Values and ethics are not things that should be compartmentalized into a single office. They cannot be allocated to a single box on an organizational chart. Values and ethics must permeate the organization. Everyone sitting around the management table should in their own way be a values and ethics specialist and should view their work through a values based lens.

Integrity begins at the top. The Prime Minister has taken this challenge head on. He has been open. He has created a public commission of inquiry. He has involved the public accounts committee. He has appointed a special counsel for financial recovery. He has talked directly to Canadians, unfiltered, for two hours on Cross Country Checkup .

In short, as he did with his attack on the deficit, the Prime Minister has courageously laid his reputation on the line in fixing the problem. For his honesty, for his directness, he deserves our utmost respect and support.

Committees of the HouseRoutine Proceedings

5:10 p.m.

Ottawa—Vanier Ontario

Liberal

Mauril Bélanger LiberalDeputy Leader of the Government in the House of Commons

Mr. Speaker, discussions have taken place between all parties and I believe if you were to seek it, you would find consent for the following motion:

I move:

That the fourth report of the Standing Committee on Procedure and House Affairs concerning membership on committees be deemed tabled and concurred in.

Committees of the HouseRoutine Proceedings

5:10 p.m.

The Deputy Speaker

Does the hon. deputy government House leader have the consent of the House to table this motion?

Committees of the HouseRoutine Proceedings

5:10 p.m.

Some hon. members

Agreed.

Committees of the HouseRoutine Proceedings

5:10 p.m.

The Deputy Speaker

The House has heard the terms of the motion. Is it the pleasure of the House to adopt the motion?

Committees of the HouseRoutine Proceedings

5:10 p.m.

Some hon. members

Agreed.

(Motion agreed to)

The House resumed consideration of the motion.

SupplyGovernment Orders

5:10 p.m.

The Deputy Speaker

It being 5:15 p.m. it is my duty to interrupt these proceedings and put forth every question necessary to dispose of the business of supply.

The question is on the motion.

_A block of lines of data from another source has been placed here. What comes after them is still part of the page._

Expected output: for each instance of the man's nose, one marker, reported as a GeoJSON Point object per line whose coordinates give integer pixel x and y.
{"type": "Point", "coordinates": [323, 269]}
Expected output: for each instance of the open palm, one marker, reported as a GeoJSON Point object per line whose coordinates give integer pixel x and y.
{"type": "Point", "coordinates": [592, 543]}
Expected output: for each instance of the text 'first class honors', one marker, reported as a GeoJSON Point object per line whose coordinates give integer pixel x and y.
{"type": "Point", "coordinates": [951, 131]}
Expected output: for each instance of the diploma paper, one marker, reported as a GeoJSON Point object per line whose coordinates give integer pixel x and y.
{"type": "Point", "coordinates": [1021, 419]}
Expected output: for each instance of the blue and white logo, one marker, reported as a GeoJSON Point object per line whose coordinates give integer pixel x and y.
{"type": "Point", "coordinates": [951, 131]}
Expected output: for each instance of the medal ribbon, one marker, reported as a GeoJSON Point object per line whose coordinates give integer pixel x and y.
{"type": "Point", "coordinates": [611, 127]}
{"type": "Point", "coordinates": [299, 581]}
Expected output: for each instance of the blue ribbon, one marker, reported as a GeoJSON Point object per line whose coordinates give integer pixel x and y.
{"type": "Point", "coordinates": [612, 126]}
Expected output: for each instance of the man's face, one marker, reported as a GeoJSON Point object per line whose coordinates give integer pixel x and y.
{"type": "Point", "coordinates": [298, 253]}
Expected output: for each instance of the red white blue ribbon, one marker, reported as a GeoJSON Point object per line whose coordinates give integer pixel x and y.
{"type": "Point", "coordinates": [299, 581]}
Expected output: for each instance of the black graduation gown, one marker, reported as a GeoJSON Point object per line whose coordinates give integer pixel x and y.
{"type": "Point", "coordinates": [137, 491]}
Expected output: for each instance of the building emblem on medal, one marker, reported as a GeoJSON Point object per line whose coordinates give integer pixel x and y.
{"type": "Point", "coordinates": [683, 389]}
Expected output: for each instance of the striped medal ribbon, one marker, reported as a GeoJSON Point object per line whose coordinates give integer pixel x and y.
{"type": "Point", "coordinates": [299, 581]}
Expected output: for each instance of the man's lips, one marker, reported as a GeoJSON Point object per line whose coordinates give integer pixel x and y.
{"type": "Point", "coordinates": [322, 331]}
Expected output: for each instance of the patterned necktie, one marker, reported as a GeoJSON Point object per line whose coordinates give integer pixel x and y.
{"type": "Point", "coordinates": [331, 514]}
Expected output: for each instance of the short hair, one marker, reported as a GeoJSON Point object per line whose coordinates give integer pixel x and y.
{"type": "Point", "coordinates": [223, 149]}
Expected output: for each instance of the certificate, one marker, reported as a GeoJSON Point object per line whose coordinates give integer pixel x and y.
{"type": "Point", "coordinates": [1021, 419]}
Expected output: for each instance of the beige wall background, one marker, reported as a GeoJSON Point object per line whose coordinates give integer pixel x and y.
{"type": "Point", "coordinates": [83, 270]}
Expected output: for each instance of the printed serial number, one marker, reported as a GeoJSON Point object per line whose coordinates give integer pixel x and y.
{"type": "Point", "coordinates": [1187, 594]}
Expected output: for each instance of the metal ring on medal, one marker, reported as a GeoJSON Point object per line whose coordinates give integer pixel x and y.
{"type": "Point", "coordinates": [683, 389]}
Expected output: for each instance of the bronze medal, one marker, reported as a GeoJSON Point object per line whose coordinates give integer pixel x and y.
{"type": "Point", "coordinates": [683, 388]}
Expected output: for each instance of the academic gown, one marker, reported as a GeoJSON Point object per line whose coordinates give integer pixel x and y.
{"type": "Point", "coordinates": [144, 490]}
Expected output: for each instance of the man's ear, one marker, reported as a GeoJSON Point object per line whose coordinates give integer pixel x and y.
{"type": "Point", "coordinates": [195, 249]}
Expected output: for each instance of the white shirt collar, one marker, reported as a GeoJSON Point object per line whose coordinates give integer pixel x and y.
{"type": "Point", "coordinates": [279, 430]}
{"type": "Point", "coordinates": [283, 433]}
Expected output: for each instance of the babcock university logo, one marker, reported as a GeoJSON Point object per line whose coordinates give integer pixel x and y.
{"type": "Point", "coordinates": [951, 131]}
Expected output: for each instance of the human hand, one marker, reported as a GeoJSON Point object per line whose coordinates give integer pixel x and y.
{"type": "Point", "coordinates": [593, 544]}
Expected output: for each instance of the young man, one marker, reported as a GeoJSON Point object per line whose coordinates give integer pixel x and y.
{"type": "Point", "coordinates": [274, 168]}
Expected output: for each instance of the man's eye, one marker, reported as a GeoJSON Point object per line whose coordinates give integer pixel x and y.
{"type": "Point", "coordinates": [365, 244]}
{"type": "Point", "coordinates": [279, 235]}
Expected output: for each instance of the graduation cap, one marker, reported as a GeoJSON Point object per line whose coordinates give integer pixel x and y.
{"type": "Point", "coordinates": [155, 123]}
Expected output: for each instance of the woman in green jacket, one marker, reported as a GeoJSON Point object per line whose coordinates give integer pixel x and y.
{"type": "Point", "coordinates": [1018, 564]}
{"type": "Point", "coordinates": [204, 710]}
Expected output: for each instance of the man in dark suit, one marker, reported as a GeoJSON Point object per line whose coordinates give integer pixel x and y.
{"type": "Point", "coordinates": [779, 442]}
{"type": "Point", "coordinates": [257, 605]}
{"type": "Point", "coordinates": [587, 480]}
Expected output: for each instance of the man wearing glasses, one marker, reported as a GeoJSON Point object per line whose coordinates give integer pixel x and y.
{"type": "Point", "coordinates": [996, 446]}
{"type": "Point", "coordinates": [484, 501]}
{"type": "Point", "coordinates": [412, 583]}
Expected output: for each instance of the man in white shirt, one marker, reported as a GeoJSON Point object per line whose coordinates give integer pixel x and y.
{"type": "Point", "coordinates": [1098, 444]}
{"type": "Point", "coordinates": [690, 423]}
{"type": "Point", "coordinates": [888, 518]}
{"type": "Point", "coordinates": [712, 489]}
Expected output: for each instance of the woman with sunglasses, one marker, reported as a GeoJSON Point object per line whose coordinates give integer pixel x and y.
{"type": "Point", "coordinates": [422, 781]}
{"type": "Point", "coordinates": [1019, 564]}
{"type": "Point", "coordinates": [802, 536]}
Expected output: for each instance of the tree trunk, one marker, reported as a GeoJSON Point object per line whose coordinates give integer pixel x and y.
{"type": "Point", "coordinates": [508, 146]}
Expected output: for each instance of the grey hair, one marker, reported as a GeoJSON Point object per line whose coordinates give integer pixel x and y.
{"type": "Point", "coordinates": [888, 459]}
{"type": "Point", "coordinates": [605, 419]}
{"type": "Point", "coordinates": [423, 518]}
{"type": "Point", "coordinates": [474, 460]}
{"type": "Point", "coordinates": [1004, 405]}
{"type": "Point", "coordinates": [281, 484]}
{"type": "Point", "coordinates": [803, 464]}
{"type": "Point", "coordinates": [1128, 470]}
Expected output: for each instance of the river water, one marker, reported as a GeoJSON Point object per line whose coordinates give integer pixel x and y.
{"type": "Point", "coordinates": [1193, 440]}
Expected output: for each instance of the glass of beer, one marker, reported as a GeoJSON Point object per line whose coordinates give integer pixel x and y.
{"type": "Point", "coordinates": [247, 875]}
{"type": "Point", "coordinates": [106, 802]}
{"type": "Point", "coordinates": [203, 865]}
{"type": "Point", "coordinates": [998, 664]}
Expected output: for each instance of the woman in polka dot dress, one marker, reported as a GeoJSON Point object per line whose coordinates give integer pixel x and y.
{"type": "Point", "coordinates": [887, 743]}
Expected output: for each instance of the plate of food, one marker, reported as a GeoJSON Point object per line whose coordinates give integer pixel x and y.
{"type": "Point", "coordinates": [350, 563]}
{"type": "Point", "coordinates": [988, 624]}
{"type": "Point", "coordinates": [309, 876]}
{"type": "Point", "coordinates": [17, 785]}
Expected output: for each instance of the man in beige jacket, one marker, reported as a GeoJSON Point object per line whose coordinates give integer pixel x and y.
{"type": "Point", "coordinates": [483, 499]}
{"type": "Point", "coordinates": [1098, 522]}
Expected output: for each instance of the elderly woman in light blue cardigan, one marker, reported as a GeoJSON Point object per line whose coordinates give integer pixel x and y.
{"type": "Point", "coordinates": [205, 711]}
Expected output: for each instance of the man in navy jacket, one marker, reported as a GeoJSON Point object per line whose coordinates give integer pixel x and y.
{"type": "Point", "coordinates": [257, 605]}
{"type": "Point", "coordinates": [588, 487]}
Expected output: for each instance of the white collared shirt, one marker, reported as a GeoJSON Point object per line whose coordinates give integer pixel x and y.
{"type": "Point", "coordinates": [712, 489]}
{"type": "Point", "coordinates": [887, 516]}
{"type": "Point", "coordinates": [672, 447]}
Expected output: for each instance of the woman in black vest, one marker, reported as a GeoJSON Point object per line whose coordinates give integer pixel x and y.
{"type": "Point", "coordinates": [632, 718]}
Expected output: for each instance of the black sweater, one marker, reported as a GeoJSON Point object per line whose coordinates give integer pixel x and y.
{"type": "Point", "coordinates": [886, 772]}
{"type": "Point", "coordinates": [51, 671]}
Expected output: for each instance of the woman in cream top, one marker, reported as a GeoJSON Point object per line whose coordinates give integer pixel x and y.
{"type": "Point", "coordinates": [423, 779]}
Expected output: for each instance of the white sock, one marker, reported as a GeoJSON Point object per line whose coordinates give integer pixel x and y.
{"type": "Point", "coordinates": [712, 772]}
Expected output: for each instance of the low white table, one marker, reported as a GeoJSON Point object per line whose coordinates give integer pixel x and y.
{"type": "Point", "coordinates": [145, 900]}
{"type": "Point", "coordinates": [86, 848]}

Is it the pleasure of the House to adopt the motion?

SupplyGovernment Orders

5:10 p.m.

Some hon. members

Agreed.

SupplyGovernment Orders

5:10 p.m.

Some hon. members

No.

SupplyGovernment Orders

5:10 p.m.

The Deputy Speaker

All those in favour of the motion will please say yea.

SupplyGovernment Orders

5:10 p.m.

Some hon. members

Yea.

SupplyGovernment Orders

5:10 p.m.

The Deputy Speaker

All those opposed will please say nay.

SupplyGovernment Orders

5:10 p.m.

Some hon. members

Nay.

SupplyGovernment Orders

5:10 p.m.

The Deputy Speaker

In my opinion the nays have it.

And more than five members having risen:

SupplyGovernment Orders

5:10 p.m.

The Deputy Speaker

Call in the members.

(The House divided on the motion, which was negatived on the following division:)

SupplyGovernment Orders

5:45 p.m.

The Speaker

I declare the motion lost.

The House resumed from February 13 consideration of the motion

Radiocommunication ActGovernment Orders

February 17th, 2004 / 5:45 p.m.

The Speaker

Pursuant to order made on Friday, February 13, the House will now proceed to the taking of the deferred recorded division on the referral to committee before second reading of Bill C-2.

Radiocommunication ActGovernment Orders

5:45 p.m.

Liberal

Mauril Bélanger Liberal Ottawa—Vanier, ON

Mr. Speaker, if you seek it I think you will find unanimous consent that members who voted on the previous motion be recorded as voting on the motion now before the House, with Liberals members voting yes, except those who would have voted otherwise.

Radiocommunication ActGovernment Orders

5:45 p.m.

The Speaker

Is there unanimous consent of the House to proceed in this fashion?

Radiocommunication ActGovernment Orders

5:45 p.m.

Some hon. members

Agreed.

Radiocommunication ActGovernment Orders

5:45 p.m.

Canadian Alliance

Dale Johnston Canadian Alliance Wetaskiwin, AB

Mr. Speaker, the Conservative members present here today will vote no to this motion.